In the end, boosters – though important in some work settings, like hospital wards – are not an especially efficient way to stop the spread of the virus in the general public. It’s far more effective, given a choice, to vaccinate people who have never been vaccinated in the first place – a group that still constitutes about a fifth of American adults. But the rate of unvaccinated people seeking vaccination has slowed to a crawl, whereas many vaccinated people are eager for boosters. Preventing spread via boosters is therefore a worthwhile, achievable goal. (The logic of using boosters to prevent spread could also be invoked by parents of unvaccinated children and people with immunocompromised family members – so we can expect the calls for broader booster authorization to continue.) It is especially particularly important to reduce spread now because we have new antiviral therapeutics and long-acting monoclonal antibody prophylactics on the horizon that could help our most vulnerable patients.

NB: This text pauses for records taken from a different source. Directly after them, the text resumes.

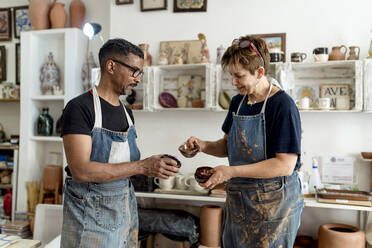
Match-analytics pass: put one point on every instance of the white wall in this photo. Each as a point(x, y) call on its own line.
point(96, 11)
point(308, 24)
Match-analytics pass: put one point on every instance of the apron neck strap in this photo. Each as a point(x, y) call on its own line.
point(97, 109)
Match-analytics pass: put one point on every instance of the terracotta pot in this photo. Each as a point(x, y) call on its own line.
point(58, 15)
point(77, 13)
point(336, 53)
point(340, 236)
point(52, 175)
point(39, 14)
point(210, 225)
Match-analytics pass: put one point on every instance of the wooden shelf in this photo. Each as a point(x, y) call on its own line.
point(47, 138)
point(10, 100)
point(309, 202)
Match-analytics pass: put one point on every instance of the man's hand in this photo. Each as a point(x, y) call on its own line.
point(155, 166)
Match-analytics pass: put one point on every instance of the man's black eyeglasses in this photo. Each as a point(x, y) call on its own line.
point(136, 72)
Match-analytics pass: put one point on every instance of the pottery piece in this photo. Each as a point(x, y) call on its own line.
point(337, 54)
point(352, 53)
point(367, 155)
point(186, 151)
point(147, 56)
point(49, 76)
point(58, 15)
point(39, 14)
point(77, 13)
point(210, 225)
point(172, 157)
point(202, 174)
point(45, 123)
point(340, 236)
point(167, 100)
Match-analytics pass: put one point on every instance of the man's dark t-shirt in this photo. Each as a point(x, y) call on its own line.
point(283, 124)
point(78, 116)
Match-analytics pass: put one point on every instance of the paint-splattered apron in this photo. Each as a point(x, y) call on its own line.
point(103, 214)
point(259, 213)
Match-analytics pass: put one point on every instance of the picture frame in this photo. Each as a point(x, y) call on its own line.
point(182, 52)
point(120, 2)
point(275, 40)
point(190, 6)
point(21, 20)
point(150, 5)
point(2, 63)
point(338, 93)
point(5, 24)
point(18, 63)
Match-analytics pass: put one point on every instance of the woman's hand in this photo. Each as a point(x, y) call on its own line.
point(192, 141)
point(220, 175)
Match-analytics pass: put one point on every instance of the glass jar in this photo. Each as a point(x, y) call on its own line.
point(45, 123)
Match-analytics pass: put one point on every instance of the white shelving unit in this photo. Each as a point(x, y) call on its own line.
point(69, 51)
point(165, 79)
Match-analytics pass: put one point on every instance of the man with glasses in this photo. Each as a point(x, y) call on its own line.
point(99, 138)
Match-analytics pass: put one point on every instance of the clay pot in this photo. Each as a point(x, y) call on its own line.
point(340, 236)
point(336, 53)
point(77, 13)
point(210, 225)
point(52, 175)
point(39, 14)
point(58, 15)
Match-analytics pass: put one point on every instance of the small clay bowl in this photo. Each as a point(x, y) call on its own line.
point(202, 174)
point(187, 152)
point(367, 155)
point(174, 158)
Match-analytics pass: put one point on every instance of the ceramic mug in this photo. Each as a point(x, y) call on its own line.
point(304, 103)
point(180, 181)
point(194, 185)
point(298, 57)
point(324, 103)
point(165, 184)
point(320, 54)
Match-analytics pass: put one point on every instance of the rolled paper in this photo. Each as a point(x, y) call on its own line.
point(210, 225)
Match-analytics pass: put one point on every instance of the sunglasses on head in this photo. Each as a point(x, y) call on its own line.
point(246, 43)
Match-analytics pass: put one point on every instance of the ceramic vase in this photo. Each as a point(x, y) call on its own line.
point(49, 76)
point(39, 14)
point(340, 236)
point(77, 13)
point(58, 15)
point(45, 123)
point(147, 56)
point(86, 74)
point(337, 54)
point(353, 55)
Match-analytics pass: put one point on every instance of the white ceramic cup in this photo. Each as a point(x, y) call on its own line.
point(166, 184)
point(324, 103)
point(343, 103)
point(180, 181)
point(194, 185)
point(320, 57)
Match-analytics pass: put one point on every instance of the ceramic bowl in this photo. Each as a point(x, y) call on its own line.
point(187, 152)
point(202, 174)
point(367, 155)
point(172, 157)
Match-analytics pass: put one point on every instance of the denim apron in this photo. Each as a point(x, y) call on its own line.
point(103, 214)
point(258, 213)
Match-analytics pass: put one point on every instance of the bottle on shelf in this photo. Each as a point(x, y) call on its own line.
point(45, 123)
point(315, 182)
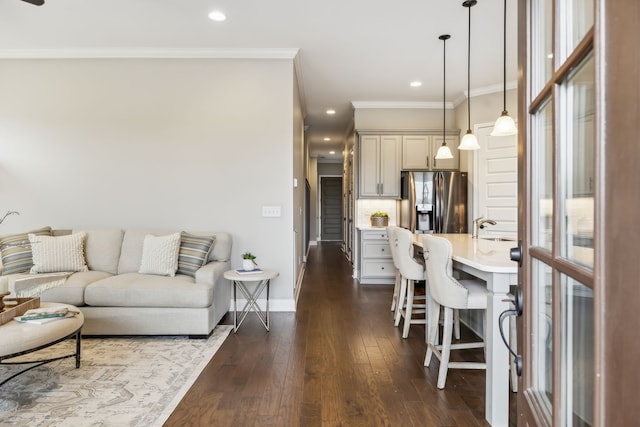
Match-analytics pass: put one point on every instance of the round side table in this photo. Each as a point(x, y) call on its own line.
point(251, 285)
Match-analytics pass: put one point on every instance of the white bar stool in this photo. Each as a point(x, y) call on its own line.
point(450, 294)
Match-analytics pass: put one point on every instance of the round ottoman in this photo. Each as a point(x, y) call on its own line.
point(17, 339)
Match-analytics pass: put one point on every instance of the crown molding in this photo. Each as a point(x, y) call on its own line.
point(400, 104)
point(150, 53)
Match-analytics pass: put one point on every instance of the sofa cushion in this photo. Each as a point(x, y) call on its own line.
point(56, 254)
point(72, 292)
point(145, 290)
point(194, 252)
point(221, 250)
point(160, 254)
point(102, 249)
point(16, 251)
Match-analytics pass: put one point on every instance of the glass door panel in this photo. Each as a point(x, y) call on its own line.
point(542, 133)
point(578, 134)
point(542, 355)
point(577, 353)
point(578, 20)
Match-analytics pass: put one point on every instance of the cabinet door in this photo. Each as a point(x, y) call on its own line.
point(446, 164)
point(416, 152)
point(369, 165)
point(390, 163)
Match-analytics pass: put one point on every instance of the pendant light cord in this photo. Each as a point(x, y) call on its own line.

The decision to let high-exposure workers get boosters may assuage some workers’ anxiety about perceived risk and could help prevent workers from testing positive and missing workdays – but our vaccines were already achieving the goal they were designed for: turning SARS-CoV-2 into a far less deadly virus for the general population. While that may not hold true indefinitely, it does right now.

If you’re a front-line worker, should you get a booster shot to reduce the risk of people you may come in contact with? Different people, in different workplaces, will come to different conclusions. But at least that’s the right question.

Abraar Karan is an infectious disease physician at Stanford University. He previously worked on the Massachusetts state covid-19 response as a medical fellow to the state public health commissioner, and on the World Health Organization’s Independent Panel on Pandemic Preparedness and Response.